Deneyimsiz nesillerin yönetimde yer alması da başlı başına bir sorun olarak karşımıza çıkmaktadır. Esas sahipleri işletmeyi deneyimsiz, bilgisiz ve yeteneksiz genç kuşağa vermesi işletmenin çöküşüne sebep olabilmektedir. Kurumsallaşma, aile işletmelerinde verimliliği sağlamakta ve ülke ekonomisinde önemli yol kat edilmesine imkan sağlamaktadır. Kurumsallaşmanın gerçekleşmesi için gerekli duyulan kriterlerin yerine getirilmesi gerekmektedir. Diğer bir nokta ise eksikliklerin giderilmesi esasıdır. Kurumsallaşmanın sağlanması için hangi noktalardan gelişimin gerçekleşmesi gerekliliğinin tespit edilmesi ve iyi bir politikanın uygulanması gerekmektedir. Bu hususlar neticesinde işletme uzun ömürlü ve verimli bir yapıya bürünebilmektedir.
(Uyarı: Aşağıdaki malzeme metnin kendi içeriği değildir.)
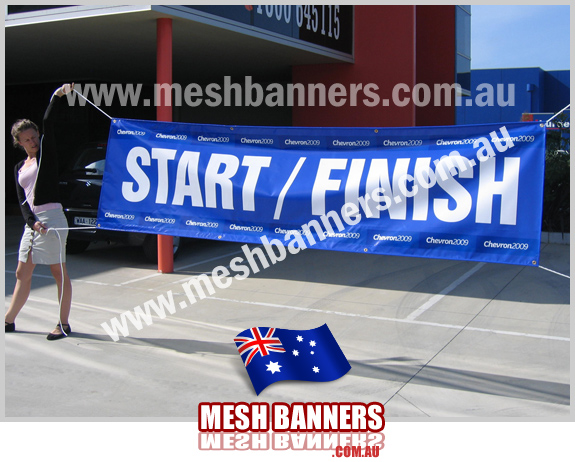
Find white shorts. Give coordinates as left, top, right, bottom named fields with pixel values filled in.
left=18, top=208, right=68, bottom=265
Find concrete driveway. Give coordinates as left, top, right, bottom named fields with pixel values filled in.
left=5, top=217, right=570, bottom=420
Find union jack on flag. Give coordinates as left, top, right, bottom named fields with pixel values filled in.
left=234, top=327, right=285, bottom=367
left=234, top=324, right=351, bottom=395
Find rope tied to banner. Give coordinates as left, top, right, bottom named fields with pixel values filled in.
left=74, top=88, right=113, bottom=120
left=545, top=103, right=571, bottom=124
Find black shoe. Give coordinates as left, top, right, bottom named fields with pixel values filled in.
left=46, top=324, right=72, bottom=340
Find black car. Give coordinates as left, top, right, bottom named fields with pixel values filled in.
left=60, top=143, right=181, bottom=262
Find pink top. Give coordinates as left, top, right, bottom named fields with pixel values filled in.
left=18, top=162, right=62, bottom=214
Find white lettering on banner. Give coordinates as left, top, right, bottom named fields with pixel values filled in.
left=475, top=157, right=521, bottom=225
left=122, top=146, right=272, bottom=211
left=122, top=142, right=520, bottom=225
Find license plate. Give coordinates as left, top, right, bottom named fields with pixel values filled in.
left=74, top=217, right=96, bottom=226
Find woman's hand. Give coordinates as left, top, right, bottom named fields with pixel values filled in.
left=56, top=83, right=74, bottom=98
left=33, top=221, right=48, bottom=234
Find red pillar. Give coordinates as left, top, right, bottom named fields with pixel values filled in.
left=156, top=18, right=174, bottom=273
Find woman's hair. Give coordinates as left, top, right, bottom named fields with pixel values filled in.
left=12, top=119, right=39, bottom=148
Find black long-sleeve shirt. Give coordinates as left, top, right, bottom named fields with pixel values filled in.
left=14, top=95, right=63, bottom=228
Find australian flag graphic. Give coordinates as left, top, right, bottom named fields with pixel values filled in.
left=234, top=324, right=351, bottom=395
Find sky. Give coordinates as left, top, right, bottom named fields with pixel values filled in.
left=471, top=5, right=570, bottom=71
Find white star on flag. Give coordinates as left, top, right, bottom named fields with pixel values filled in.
left=266, top=361, right=282, bottom=375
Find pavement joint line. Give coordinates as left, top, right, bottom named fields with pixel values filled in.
left=23, top=296, right=241, bottom=337
left=205, top=297, right=571, bottom=342
left=405, top=262, right=485, bottom=321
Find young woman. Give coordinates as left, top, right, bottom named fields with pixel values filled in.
left=4, top=84, right=74, bottom=340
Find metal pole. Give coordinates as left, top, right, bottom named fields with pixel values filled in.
left=156, top=18, right=174, bottom=273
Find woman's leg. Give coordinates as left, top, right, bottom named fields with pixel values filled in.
left=5, top=255, right=36, bottom=323
left=50, top=263, right=72, bottom=326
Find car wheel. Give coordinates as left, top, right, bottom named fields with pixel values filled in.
left=143, top=234, right=181, bottom=263
left=66, top=239, right=90, bottom=255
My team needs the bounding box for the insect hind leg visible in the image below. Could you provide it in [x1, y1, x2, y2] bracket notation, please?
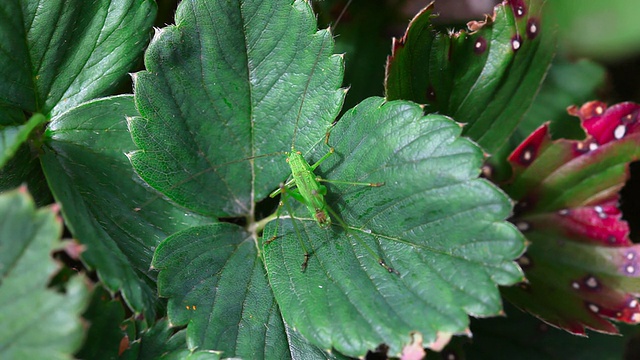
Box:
[265, 183, 311, 272]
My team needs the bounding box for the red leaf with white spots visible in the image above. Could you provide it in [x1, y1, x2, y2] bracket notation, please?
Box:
[504, 101, 640, 334]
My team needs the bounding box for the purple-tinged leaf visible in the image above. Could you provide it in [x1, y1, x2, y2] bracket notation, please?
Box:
[504, 101, 640, 334]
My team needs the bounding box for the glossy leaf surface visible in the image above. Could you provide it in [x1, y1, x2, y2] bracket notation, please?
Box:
[42, 96, 211, 318]
[0, 188, 88, 359]
[386, 0, 555, 153]
[129, 1, 523, 358]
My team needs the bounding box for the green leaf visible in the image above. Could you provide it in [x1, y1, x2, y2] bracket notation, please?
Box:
[0, 142, 53, 206]
[0, 188, 88, 359]
[0, 114, 46, 168]
[264, 98, 523, 356]
[385, 0, 555, 153]
[76, 286, 126, 360]
[129, 0, 524, 358]
[121, 319, 220, 360]
[129, 1, 344, 217]
[41, 96, 211, 319]
[0, 0, 156, 116]
[503, 101, 640, 334]
[548, 0, 640, 61]
[153, 223, 288, 359]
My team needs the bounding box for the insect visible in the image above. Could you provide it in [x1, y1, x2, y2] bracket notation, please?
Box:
[266, 133, 398, 274]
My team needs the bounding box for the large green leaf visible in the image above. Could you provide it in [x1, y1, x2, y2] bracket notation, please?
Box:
[41, 96, 211, 319]
[129, 0, 523, 358]
[0, 0, 155, 116]
[385, 0, 555, 153]
[0, 188, 89, 359]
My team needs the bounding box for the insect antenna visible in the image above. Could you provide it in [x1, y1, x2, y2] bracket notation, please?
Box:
[131, 152, 284, 212]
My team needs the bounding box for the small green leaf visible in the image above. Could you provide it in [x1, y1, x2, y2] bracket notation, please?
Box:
[42, 96, 212, 319]
[385, 0, 555, 153]
[0, 114, 47, 168]
[153, 223, 287, 359]
[0, 188, 89, 359]
[76, 286, 125, 360]
[0, 0, 156, 115]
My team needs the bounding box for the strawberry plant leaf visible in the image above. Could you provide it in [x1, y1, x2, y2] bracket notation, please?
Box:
[461, 304, 640, 360]
[264, 98, 523, 356]
[75, 286, 125, 360]
[504, 102, 640, 334]
[385, 0, 555, 152]
[41, 95, 211, 319]
[129, 1, 344, 217]
[489, 57, 606, 182]
[0, 188, 89, 359]
[0, 0, 156, 116]
[0, 114, 46, 168]
[121, 319, 221, 360]
[129, 0, 524, 358]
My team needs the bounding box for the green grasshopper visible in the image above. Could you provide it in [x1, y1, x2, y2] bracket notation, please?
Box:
[265, 131, 399, 274]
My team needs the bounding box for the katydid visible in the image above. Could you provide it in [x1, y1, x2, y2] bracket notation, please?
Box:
[265, 129, 398, 274]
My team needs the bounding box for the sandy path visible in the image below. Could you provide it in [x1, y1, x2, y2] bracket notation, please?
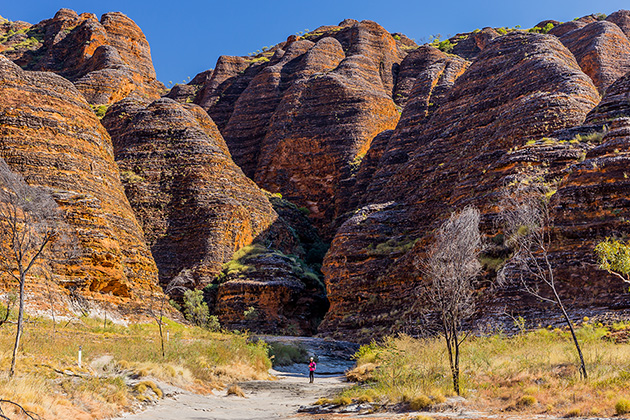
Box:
[121, 371, 349, 420]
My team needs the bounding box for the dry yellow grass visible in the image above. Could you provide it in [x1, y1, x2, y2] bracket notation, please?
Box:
[226, 385, 245, 398]
[343, 323, 630, 416]
[0, 319, 271, 420]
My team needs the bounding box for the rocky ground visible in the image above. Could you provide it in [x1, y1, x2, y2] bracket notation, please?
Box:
[112, 336, 584, 420]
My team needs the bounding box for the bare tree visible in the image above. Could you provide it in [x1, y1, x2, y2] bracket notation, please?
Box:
[146, 276, 188, 357]
[0, 160, 60, 377]
[499, 175, 588, 379]
[423, 207, 482, 395]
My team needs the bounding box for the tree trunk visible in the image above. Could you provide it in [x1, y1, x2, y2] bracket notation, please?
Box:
[158, 320, 166, 357]
[442, 318, 459, 395]
[9, 273, 26, 378]
[453, 326, 460, 395]
[554, 290, 588, 379]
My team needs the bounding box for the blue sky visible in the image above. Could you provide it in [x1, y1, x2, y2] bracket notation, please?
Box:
[0, 0, 630, 84]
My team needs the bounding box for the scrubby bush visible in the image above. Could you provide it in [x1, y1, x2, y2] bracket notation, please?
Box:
[184, 290, 210, 327]
[269, 343, 308, 366]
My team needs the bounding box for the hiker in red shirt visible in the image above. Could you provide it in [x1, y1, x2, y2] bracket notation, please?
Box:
[308, 357, 317, 384]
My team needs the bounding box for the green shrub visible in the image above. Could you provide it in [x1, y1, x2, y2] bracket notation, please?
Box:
[269, 343, 308, 366]
[207, 315, 221, 332]
[184, 290, 210, 327]
[243, 306, 259, 321]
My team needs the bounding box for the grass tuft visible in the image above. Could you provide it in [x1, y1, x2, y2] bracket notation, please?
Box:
[615, 398, 630, 415]
[227, 385, 245, 398]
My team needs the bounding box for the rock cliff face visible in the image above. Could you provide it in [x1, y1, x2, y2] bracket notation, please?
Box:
[0, 57, 157, 312]
[560, 21, 630, 92]
[6, 9, 630, 340]
[322, 33, 599, 342]
[0, 9, 163, 105]
[189, 20, 415, 237]
[102, 98, 327, 334]
[102, 99, 290, 287]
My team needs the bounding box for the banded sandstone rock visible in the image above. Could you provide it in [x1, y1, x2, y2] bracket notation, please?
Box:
[0, 57, 157, 311]
[102, 98, 291, 287]
[102, 98, 327, 334]
[321, 33, 599, 342]
[255, 52, 399, 237]
[2, 9, 163, 104]
[560, 21, 630, 92]
[190, 20, 415, 236]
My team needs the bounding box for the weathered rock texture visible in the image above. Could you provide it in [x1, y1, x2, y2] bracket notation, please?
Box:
[560, 21, 630, 92]
[102, 98, 327, 334]
[102, 99, 292, 287]
[0, 57, 157, 309]
[322, 33, 599, 342]
[606, 10, 630, 37]
[0, 9, 163, 104]
[449, 28, 499, 60]
[188, 20, 415, 237]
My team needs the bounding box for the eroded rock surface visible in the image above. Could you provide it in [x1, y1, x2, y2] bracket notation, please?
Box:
[322, 33, 599, 342]
[190, 20, 415, 237]
[0, 9, 163, 105]
[0, 57, 157, 311]
[103, 98, 327, 334]
[560, 21, 630, 92]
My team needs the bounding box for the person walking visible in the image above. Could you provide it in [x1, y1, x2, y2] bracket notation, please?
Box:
[308, 357, 317, 384]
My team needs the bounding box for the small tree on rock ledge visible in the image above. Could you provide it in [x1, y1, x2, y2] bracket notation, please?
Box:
[0, 159, 60, 377]
[424, 207, 482, 395]
[499, 175, 588, 379]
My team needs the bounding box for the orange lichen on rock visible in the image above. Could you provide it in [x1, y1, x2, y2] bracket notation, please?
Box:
[0, 57, 157, 308]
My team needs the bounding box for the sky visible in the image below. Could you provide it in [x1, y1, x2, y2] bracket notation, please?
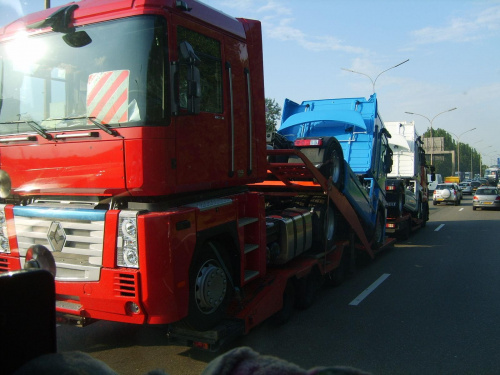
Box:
[0, 0, 500, 164]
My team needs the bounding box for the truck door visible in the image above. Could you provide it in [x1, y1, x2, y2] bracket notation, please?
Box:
[173, 18, 228, 190]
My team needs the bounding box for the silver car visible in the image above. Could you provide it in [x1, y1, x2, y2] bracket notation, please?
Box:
[472, 186, 500, 210]
[432, 182, 461, 206]
[459, 182, 472, 195]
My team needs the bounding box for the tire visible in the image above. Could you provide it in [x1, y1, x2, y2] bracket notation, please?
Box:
[422, 202, 429, 228]
[184, 242, 232, 331]
[399, 216, 412, 241]
[325, 252, 349, 287]
[387, 185, 405, 217]
[372, 211, 384, 249]
[272, 281, 295, 325]
[320, 137, 344, 191]
[310, 197, 337, 252]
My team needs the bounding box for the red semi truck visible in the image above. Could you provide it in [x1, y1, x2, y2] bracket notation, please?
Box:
[0, 0, 390, 347]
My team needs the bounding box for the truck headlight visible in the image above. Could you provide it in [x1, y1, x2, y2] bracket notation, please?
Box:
[0, 204, 10, 254]
[116, 211, 139, 268]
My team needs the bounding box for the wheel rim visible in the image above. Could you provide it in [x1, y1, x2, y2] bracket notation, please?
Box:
[373, 216, 384, 244]
[332, 151, 340, 184]
[195, 260, 227, 314]
[325, 207, 335, 241]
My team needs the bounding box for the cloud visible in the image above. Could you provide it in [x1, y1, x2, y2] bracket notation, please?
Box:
[262, 17, 367, 54]
[0, 0, 23, 17]
[412, 6, 500, 44]
[207, 0, 367, 54]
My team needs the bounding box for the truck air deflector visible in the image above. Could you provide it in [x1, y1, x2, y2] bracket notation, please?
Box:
[14, 206, 106, 221]
[279, 111, 366, 136]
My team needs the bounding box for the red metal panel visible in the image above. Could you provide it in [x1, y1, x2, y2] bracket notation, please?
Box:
[1, 138, 125, 194]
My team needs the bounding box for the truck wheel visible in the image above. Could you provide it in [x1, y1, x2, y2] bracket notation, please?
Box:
[399, 215, 412, 241]
[320, 138, 344, 191]
[372, 211, 384, 249]
[325, 252, 349, 286]
[272, 280, 295, 325]
[309, 197, 337, 252]
[422, 202, 429, 228]
[387, 185, 405, 217]
[185, 242, 232, 331]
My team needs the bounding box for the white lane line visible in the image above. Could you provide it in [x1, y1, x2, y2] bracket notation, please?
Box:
[434, 224, 444, 232]
[349, 273, 391, 306]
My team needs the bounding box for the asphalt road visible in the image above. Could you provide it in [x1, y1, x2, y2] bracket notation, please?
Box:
[58, 197, 500, 375]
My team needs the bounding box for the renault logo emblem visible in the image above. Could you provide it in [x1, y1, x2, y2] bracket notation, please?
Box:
[47, 221, 66, 251]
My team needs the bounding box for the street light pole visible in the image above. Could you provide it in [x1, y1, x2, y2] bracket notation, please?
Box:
[405, 107, 457, 165]
[470, 139, 483, 180]
[448, 128, 476, 176]
[340, 59, 410, 93]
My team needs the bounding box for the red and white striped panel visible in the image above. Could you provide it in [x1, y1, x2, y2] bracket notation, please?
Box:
[87, 70, 130, 124]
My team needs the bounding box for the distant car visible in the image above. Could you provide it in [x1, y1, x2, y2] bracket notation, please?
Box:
[453, 183, 464, 201]
[432, 182, 461, 206]
[459, 182, 472, 195]
[472, 186, 500, 211]
[470, 181, 482, 193]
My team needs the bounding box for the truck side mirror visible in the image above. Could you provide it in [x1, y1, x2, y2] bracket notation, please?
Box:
[171, 41, 201, 114]
[384, 147, 392, 174]
[187, 64, 201, 114]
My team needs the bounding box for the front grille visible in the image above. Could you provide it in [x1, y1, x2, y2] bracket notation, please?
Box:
[0, 257, 9, 272]
[115, 273, 137, 298]
[14, 206, 105, 281]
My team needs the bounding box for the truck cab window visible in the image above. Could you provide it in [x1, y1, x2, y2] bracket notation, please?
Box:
[0, 16, 168, 134]
[177, 26, 223, 113]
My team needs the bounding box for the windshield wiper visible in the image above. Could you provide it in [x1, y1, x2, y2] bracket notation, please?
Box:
[47, 116, 120, 137]
[0, 120, 52, 140]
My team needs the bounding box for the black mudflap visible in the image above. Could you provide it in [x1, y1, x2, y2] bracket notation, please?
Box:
[168, 319, 245, 352]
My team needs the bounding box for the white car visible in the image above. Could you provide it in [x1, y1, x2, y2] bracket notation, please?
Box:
[432, 183, 462, 206]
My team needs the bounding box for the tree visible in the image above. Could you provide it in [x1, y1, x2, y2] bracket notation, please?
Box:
[266, 98, 281, 132]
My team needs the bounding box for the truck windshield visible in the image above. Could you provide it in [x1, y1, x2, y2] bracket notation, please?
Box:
[0, 16, 169, 134]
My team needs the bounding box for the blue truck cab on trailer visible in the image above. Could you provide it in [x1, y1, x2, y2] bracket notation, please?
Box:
[278, 94, 392, 247]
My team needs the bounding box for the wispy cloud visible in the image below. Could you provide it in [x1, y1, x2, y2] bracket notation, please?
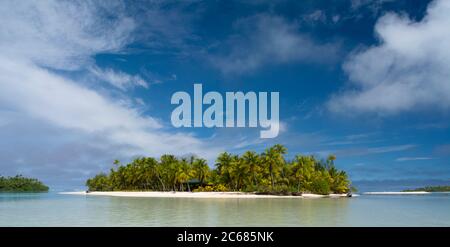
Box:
[310, 144, 417, 157]
[90, 66, 149, 91]
[209, 14, 337, 74]
[327, 0, 450, 115]
[0, 1, 224, 185]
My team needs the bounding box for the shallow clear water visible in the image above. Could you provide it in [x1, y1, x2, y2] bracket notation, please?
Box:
[0, 193, 450, 226]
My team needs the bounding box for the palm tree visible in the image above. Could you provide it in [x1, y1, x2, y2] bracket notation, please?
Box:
[215, 152, 233, 188]
[192, 159, 210, 184]
[242, 151, 260, 188]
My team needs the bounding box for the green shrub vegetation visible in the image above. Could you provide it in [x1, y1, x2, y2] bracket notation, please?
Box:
[404, 186, 450, 192]
[0, 175, 48, 192]
[86, 144, 350, 194]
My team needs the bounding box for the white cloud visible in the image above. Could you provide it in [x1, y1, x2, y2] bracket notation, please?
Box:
[0, 1, 223, 185]
[210, 15, 337, 73]
[0, 0, 135, 70]
[90, 66, 149, 91]
[327, 0, 450, 115]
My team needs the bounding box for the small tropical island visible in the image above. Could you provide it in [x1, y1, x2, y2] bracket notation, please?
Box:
[86, 144, 355, 196]
[0, 175, 49, 193]
[402, 185, 450, 192]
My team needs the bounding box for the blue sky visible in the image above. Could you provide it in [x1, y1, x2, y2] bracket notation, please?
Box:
[0, 0, 450, 189]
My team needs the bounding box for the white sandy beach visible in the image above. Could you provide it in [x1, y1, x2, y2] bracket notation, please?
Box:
[363, 191, 431, 195]
[59, 191, 355, 198]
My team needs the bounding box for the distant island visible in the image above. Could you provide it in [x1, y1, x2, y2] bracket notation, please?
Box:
[403, 185, 450, 192]
[86, 144, 351, 196]
[0, 175, 48, 192]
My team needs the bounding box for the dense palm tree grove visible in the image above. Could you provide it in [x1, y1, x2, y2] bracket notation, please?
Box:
[0, 175, 48, 192]
[86, 144, 350, 194]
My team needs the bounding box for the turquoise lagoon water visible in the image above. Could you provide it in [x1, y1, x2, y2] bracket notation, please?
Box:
[0, 193, 450, 226]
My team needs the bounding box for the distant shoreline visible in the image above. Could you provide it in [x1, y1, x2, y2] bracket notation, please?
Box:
[59, 191, 355, 198]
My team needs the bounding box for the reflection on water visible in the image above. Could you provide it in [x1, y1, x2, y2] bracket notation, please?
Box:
[0, 193, 450, 226]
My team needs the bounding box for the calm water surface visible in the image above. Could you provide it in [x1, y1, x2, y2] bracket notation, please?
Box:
[0, 193, 450, 226]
Sonuç olarak eğer işletme kurucunun hakimiyetinde devam eder ve hiçbir değişiklik sağlayamazsa kurucunun ölümünden sonra işletme de uzun ömürlü olamaz. Mevcut durum tüm aile işletmelerinde geçerlidir. Güncel kalabilen, dünyayı takip eden, sürekli değişen ve gelişen aile işletmeleri ülkeye ekonomik anlamda katkı sağlamaktadır. Bunun yanı sıra genç nesillere istihdam alanı sağlayabilen önemli bir iş sahası olabilmektedir. Bu şekilde hem ülkesine hem de işletmenin kendisine büyük yararlar sağlayabilecektir. Sayılan sebeplerden ötürü aile şirketleri ailenin ekonomik kalkınma sağlaması yönünden değil, hem ülke hem de toplum için büyük önem arz etmektedir. Bu sebeple aile şirketlerinin planlı bir şekilde kurumsallaşmaları ve gelişmeleri gerekmektedir.